Conscientização mundial sobre a doença destaca importância dos cuidados desde os primeiros anos de vida
O dia 21 de setembro é reconhecido internacionalmente como o Dia Mundial de Conscientização da Doença de Alzheimer, criado pela Organização Mundial da Saúde (OMS) em 1994. No Brasil, a data também é lembrada nacionalmente desde 2008, com o objetivo de difundir informações sobre prevenção, diagnóstico e cuidados com os pacientes.
Atualmente, 55 milhões de pessoas no mundo vivem com demência, sendo que a Doença de Alzheimer é responsável por mais da metade dos casos. No Brasil, estima-se que 1,2 milhão de pessoas tenham a condição, mas grande parte ainda não recebeu diagnóstico.
Segundo a Associação Internacional da Doença de Alzheimer, um novo caso é registrado a cada três segundos no mundo, impactando não apenas o paciente, mas também familiares e cuidadores.
Fatores de risco: modificáveis e não modificáveis
A demência, e em especial o Alzheimer, está associada ao envelhecimento, mas a ciência mostra que a prevenção deve começar muito antes da velhice.
Os especialistas destacam dois tipos de fatores:
- Não modificáveis: idade e genética, que não podem ser alterados.
- Modificáveis: hábitos e condições de saúde que podem ser controlados ou evitados ao longo da vida.
Em 2020, a revista científica Lancet reuniu uma comissão internacional liderada pela pesquisadora britânica Gill Livingston. O grupo identificou 12 fatores de risco modificáveis, responsáveis por até 40% dos casos de demência.
Prevenção começa na infância: baixa escolaridade é um dos principais riscos

Um dos fatores mais importantes identificados é a baixa escolaridade durante a infância. Crianças com acesso limitado à educação formal apresentam menor estímulo cognitivo, o que reduz a chamada reserva cognitiva — a capacidade do cérebro de se adaptar e compensar lesões neurológicas.
Além disso, a baixa escolaridade costuma estar associada a condições socioeconômicas desfavoráveis, dificultando o acesso à saúde de qualidade e a uma alimentação adequada, fatores que também influenciam o desenvolvimento cerebral.
No Brasil, a baixa escolaridade aparece como o fator de maior peso, representando 7,7% do risco total de desenvolvimento de demência, segundo estudo liderado pelas professoras Claudia Suemoto (USP) e Cleusa Ferri (Unifesp).
O impacto da prevenção no Brasil: risco pode ser reduzido em até 48%
Enquanto no mundo a redução estimada do risco chega a 40%, no Brasil esse índice é ainda mais alto: 48%. O dado reforça a necessidade de políticas públicas voltadas para educação básica, controle da hipertensão arterial e diagnóstico precoce da perda auditiva, outro fator relevante.
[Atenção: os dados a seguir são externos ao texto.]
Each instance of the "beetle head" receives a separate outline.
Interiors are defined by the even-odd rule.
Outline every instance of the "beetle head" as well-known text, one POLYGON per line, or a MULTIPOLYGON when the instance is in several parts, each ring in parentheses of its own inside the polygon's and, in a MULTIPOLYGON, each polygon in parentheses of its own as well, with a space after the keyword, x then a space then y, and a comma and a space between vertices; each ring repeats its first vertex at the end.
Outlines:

A perda auditiva não tratada, comum na vida adulta, representa 5,6% do risco total no país, sendo considerada uma das principais portas de entrada para o declínio cognitivo.
Hábitos ao longo da vida que fazem diferença
Embora parte das ações preventivas dependa do poder público, especialistas reforçam que hábitos individuais também são determinantes. Entre eles estão:
- Manter uma rotina de atividade física;
- Controlar a pressão arterial e o diabetes;
- Tratar problemas auditivos precocemente;
- Evitar isolamento social com participação em atividades em grupo;
- Reduzir o consumo de álcool e abandonar o tabagismo;
- Buscar acompanhamento médico regular.
Essas medidas, adotadas desde cedo, podem fazer diferença significativa no envelhecimento e na qualidade de vida.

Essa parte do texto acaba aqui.